Exchange Traded Funds (ETFs)
definition
ETF is a fund that tracks a specific index or asset. It is listed on an exchange, allowing investors to trade it in real time like buying and selling stocks. Its price is usually close to the fund's net value (NAV), and it maintains linkage with the underlying assets through an arbitrage mechanism.
Common types include index ETFs, industry ETFs, bond ETFs, commodity ETFs, currency ETFs, etc.
Way
The main operating methods of ETFs include:
Track the underlying index or asset portfolio, such as S&P 500, CSI 300, gold, etc.
Can be freely bought and sold during trading hours, the same as stock trading
Primary market subscription and redemption mechanism: Institutional investors can subscribe and redeem in kind or in cash to keep the ETF price close to the net value
Secondary market trading mechanism: ordinary investors buy and sell ETF shares directly on the exchange
Advantages
Diversified investment: one transaction can gain exposure to a basket of assets, reducing the risk of a single target
Flexible trading: real-time buying and selling, pending orders, short selling through securities lending or using leverage tools
Lower costs: Management fees and subscription and redemption fees are usually lower than traditional mutual funds
Price transparency: ETF prices and net assets are kept close through arbitrage mechanisms
Suitable for asset allocation: covering stocks, bonds, commodities, currencies and other markets
Disadvantages
Tracking error risk: ETF prices may deviate from the underlying index due to liquidity or management factors.
Liquidity differences: Some unpopular ETFs have low trading volumes and large bid-ask spreads
Short-term volatility risk: Like stocks, it is affected by market sentiment and has large short-term price fluctuations.
Leveraged and inverse ETFs are riskier: suitable for short-term trading rather than long-term holding
Case
S&P 500 Index ETF (SPY): One of the most well-known ETFs in the world, it tracks the performance of the S&P 500 Index and provides convenience for investing in the U.S. stock market.
Hua Xia CSI 300 ETF (510300): Tracking the CSI 300 Index, it is one of the most active ETFs in the Chinese market.
Gold ETF (GLD): allows investors to directly gain exposure to gold prices through ETFs without having to physically hold gold.
Bitcoin ETF
Since the first batch of physical Bitcoin ETFs were listed in January 2024, they have been popular among investors. Represented by iShares Bitcoin Trust (IBIT), Bitwise Bitcoin ETF, and Grayscale Bitcoin Mini Trust (BTC), as of mid-2025, the price of Bitcoin exceeded $120,000, attracting more than $40 billion in capital inflows .
In February 2025, Bitcoin pulled back due to capital outflow and policy factors.
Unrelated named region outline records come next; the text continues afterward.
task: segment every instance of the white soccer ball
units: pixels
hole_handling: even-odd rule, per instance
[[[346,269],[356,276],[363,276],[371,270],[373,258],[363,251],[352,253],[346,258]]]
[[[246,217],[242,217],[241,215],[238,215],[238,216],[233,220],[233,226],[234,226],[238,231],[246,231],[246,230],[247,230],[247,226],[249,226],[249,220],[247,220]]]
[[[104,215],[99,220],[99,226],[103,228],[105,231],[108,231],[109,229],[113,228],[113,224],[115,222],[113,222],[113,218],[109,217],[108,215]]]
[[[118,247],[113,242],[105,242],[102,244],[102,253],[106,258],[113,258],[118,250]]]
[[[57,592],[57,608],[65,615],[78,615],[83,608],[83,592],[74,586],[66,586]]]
ETF became one of the tools for adjusting positions, accelerating price fluctuations .
Ethereum ETF
Since the SEC approved the listing of the first batch of physical Ethereum ETFs in July 2024, such as Grayscale, Fidelity, VanEck, ARK 21Shares, Franklin, etc., ordinary investors are allowed to directly configure ETH through brokerage accounts .
After listing, the price of ETH rebounded by 23%, and related Ethereum logic stocks were also pulled up; in July 2025, the price returned to a 6-month high (over $3,600), and the Ethereum ETF net value tracking performance was significant .
Summarize
ETF is an investment tool that combines the advantages of fund diversification with the convenience of stock trading. It is suitable for individual investors to make low-cost index investments and is also convenient for institutions to conduct asset allocation and risk management. Its core value lies in simplicity, efficiency, transparency and low fees, but investors still need to pay attention to potential risks such as the characteristics of the underlying assets, liquidity and tracking errors.